A principal dúvida da indústria é a força que esse plano teria agora. Na verdade, o país já conhece o problema. No último trimestre do ano passado, o governo federal foi obrigado a lançar um plano emergencial para socorrer o sistema elétrico. Parte do gás natural foi desviado para a geração térmica devido ao baixo nível dos reservatórios das hidrelétricas.
A imposição da Petrobras e do governo federal gerou uma reação contrária do governo do Rio de Janeiro. "Muita gente no Rio entrou na Justiça no ano passado e obteve liminares que diziam para a Petrobras: entrega.
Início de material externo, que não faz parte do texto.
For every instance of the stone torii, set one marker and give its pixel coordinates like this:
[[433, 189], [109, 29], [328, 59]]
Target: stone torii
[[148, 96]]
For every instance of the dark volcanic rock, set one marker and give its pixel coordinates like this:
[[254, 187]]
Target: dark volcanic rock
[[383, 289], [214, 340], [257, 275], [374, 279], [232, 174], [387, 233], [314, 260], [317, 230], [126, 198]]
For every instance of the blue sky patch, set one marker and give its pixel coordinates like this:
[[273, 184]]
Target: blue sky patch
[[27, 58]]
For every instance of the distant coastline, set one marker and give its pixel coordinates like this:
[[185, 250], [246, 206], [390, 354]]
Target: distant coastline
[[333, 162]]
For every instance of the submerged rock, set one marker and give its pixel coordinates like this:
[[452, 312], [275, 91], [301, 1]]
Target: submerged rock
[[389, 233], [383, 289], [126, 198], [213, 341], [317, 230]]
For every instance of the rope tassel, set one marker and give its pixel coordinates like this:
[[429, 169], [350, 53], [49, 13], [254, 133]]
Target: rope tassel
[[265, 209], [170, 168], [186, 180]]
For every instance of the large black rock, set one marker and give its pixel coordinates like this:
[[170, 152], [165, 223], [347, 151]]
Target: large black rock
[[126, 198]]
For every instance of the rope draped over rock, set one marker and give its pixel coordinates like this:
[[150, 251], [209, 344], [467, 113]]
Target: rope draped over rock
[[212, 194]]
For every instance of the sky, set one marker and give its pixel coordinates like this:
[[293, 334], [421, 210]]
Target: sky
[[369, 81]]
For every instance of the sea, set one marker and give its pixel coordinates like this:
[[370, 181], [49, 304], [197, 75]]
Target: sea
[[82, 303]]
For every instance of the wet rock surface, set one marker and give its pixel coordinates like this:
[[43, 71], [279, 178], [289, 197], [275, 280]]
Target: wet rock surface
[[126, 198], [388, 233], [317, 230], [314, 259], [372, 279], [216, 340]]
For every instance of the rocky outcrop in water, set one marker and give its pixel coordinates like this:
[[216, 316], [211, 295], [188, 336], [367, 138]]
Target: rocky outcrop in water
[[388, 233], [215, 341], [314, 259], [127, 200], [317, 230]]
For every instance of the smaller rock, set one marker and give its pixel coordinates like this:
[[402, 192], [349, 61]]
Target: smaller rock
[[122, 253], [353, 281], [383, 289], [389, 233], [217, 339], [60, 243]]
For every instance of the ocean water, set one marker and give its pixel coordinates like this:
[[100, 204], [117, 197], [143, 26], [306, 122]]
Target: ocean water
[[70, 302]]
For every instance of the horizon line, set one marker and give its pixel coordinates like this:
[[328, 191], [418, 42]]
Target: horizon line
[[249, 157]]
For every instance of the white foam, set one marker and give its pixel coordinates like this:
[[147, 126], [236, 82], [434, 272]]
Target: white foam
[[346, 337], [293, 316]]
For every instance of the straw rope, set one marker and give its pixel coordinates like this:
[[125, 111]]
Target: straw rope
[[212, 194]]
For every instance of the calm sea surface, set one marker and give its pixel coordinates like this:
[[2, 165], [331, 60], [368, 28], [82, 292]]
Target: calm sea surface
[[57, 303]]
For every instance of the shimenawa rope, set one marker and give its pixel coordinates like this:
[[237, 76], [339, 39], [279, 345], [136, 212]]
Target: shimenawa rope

Imagine só todo mundo entrando na Justiça e exigindo que a sua prioridade é maior do que a do outro?", questiona Belmonte. A situação de São Paulo é mais ordenada. Há um plano de contingenciamento para até 100% de corte, mas este não dispensa o plano federal.

Governo
A Folha tentou detalhar com o Ministério de Minas e Energia o conteúdo do plano de contingenciamento e repercutir com o governo a reação da indústria, mas não teve resposta.